Falso eu seria, muito falso. Por isso não consigo mentir. Gostaria de ser um pouquinho mais falso do que sou, para poder repetir as piores e maiores mentiras, pois, tudo que sei dizer, são as pequenas mentiras inofensivas, e nada mais. A consciência é uma sensação pesada demais para suportar. Quem sabe se eu mentisse um pouquinho mais, conseguiria enganar minha consciência. Não consigo nem convencer-me de que isso é uma verdade. Aliás, creio que fui evasivo e não menti direito, a ponto de que acreditassem em mim. Oxalá, a vida me ensine a mentir direito. Pois, acho que com o tempo, e logo após dezenas de cacetadas cotidianas, passamos a mentir melhor, e mais resoltos. Acredito que na minha velhice, serei capaz de inventar aeroplanos, construir telescópios, sair vitorioso de contendas, ganhar concorrências, alterar placares eletrónicos, direcionar decisões políticas, influenciar eleições, e terei esquecido as pequenas e inofensivas mentiras. Aliás, também não sei mentir na internet. Acredito na palavra escrita, e que ela é santa e sagrada, e diz sempre a verdade. As pessoas parecem acreditar bastante, quando algo está escrito.
Então vou escrever na parede de casa, que sou um grande mentiroso. Talvez assim, e que ainda me é muito arriscado, passarei a mentir melhor. Talvez nesse dia, pudesse mentir melhor, o que por sua vez, não me faria sentir melhor.
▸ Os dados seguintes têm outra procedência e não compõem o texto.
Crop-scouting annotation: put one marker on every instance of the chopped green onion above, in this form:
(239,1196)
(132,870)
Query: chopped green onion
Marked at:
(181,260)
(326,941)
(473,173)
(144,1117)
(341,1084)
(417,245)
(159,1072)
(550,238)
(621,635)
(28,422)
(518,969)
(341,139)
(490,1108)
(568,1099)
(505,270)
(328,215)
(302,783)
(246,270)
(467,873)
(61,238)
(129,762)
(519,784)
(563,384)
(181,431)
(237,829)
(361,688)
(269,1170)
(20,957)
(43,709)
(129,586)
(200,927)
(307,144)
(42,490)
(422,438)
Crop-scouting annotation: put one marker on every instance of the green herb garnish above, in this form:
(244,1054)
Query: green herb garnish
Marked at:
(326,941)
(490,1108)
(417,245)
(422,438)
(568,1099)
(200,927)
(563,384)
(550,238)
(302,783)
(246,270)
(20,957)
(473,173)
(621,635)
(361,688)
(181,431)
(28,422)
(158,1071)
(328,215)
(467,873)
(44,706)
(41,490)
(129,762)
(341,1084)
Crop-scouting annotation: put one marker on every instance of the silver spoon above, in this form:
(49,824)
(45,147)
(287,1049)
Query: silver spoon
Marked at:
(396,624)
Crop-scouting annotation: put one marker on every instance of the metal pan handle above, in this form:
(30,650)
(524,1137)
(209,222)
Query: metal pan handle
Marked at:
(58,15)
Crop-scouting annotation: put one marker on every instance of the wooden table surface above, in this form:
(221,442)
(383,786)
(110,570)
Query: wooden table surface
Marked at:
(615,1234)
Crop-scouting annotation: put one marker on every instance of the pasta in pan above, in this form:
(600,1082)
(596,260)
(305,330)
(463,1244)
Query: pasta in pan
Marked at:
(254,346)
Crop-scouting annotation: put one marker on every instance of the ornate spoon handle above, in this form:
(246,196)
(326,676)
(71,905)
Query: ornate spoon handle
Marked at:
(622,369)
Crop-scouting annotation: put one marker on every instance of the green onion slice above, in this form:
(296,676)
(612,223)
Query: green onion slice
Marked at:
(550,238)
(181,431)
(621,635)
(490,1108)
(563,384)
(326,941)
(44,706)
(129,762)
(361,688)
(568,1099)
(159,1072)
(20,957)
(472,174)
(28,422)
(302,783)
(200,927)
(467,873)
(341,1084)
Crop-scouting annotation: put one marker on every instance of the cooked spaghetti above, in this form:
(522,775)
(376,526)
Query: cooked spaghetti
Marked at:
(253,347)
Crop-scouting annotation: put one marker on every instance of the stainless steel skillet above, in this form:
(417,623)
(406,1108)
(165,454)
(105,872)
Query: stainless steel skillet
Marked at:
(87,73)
Pois, seria enfim, que descobriria, que mentir melhor não seria a solução, e que talvez devesse inventar uma consciência coletiva, como essa que me assalta de madrugada, impedindo-me de dormir.Talvez fosse melhor aprender a mentir, pois, quem sabe aí, serei também melhor em tudo, campeão em todas as coisas, mestre nos assuntos da vida, inventor de aeroplanos, construtor de telescópios, e quem sabe um dia, eu possa descobrir bem longe daqui, algum sinal de vida inteligente em outros planetas, que me levassem para longe de tanta mentira e falsidade.